Vaucluse – Vallis Clausa – “Closed Valley”
We walked out of the station sniffing the air. It was the end of April and the Provencal sky had a whiff of mistral about it; luckily the cold north wind that blasts down the Rhone valley to assail Avignon was not blowing. It had been 12 years since I’d seen this sky; in the distance above the trees loomed the giant of Provence, Mont Ventoux, dominating the Department of Vaucluse from its height of almost 2000 m. And 12 years was the time Rose and I had lived on the flank of that same mountain.
The first records, for Avenio, from which Avignon is derived, are from 1st century BC Roman texts. Avenio means “town of violent winds” or “town of the river”. Avignon’s rich history dates back to the Neolithic era when people lived in the area called Le Rocher des Doms in the centre of the city. Avignon’s situation on the Rhone River has made it a port since the Celtic-Ligurian period – in the centuries before (Palace of the Popes Wikipedia) the Roman occupation – when it was called Cavares. It remained a major Roman centre until around the 5th century. The magnificent Palais des Papes is testament to the role the popes who ruled from here, played throughout the medieval period.

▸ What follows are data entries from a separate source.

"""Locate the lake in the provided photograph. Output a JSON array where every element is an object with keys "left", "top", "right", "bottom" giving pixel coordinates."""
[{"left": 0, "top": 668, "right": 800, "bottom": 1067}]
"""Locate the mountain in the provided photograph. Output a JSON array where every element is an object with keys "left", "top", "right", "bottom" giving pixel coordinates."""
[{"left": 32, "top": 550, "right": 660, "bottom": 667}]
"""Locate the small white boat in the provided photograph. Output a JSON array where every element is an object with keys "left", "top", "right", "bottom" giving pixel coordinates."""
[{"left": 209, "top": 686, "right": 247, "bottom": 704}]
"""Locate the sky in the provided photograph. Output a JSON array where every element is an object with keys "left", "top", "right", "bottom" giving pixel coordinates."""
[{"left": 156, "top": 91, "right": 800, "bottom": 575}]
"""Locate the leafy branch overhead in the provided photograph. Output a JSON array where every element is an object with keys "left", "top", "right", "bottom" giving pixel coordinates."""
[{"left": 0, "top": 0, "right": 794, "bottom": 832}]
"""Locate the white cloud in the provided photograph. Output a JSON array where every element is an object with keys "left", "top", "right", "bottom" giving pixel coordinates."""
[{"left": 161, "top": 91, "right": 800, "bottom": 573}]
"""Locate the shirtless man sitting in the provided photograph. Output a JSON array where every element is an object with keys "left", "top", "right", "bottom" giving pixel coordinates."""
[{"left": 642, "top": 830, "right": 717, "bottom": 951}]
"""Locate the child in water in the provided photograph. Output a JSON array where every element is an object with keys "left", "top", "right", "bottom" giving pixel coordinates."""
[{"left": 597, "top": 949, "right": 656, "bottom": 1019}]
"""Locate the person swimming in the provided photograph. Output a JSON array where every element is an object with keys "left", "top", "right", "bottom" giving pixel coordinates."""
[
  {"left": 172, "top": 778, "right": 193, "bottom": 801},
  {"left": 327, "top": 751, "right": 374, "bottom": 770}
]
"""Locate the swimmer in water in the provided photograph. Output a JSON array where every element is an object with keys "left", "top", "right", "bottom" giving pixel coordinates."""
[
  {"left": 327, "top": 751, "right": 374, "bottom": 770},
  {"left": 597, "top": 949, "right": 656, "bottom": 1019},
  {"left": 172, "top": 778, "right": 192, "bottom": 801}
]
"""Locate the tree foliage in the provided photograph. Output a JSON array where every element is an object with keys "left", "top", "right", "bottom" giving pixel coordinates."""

The new TGV station in Avignon was impressive, a giant cocoon straddling the rails. We breathed a sigh of relief. We’d almost missed the stop and could have been on our way to Marseille. As arranged, we had met our friends Suzanne and Chris on the train at the Gare de Lyon in Paris. On the trip south we caught up and time slipped by. Suzanne, Chris and I decided to go to the bar for a coffee. They got theirs and moved off. I was still waiting for mine when I heard the announcement: “Avignon!.. Avignon! . . Trois minutes d’arret!”(Three minutes stop). What, already? Couldn’t be. We hadn’t been that long on the train, surely. Panic. I grabbed the coffee and took off back to my seat where I was surprised to find Rose, frantic, by herself. Suzanne and Chris hadn’t come back, where were they? No time to look for them as the train had already stopped at the station. We grabbed our bags and struggled them to the platform, scorching coffee in one hand, luggage everywhere. Should we take their bags, which ones were they? At the last moment they arrived and hastily quit the train just before the doors closed and it headed off to Marseille. Apparently I’d rushed past them in the bar without seeing them and they hadn’t realised we were in Avignon until the last minute. A near thing. Welcome to Provence.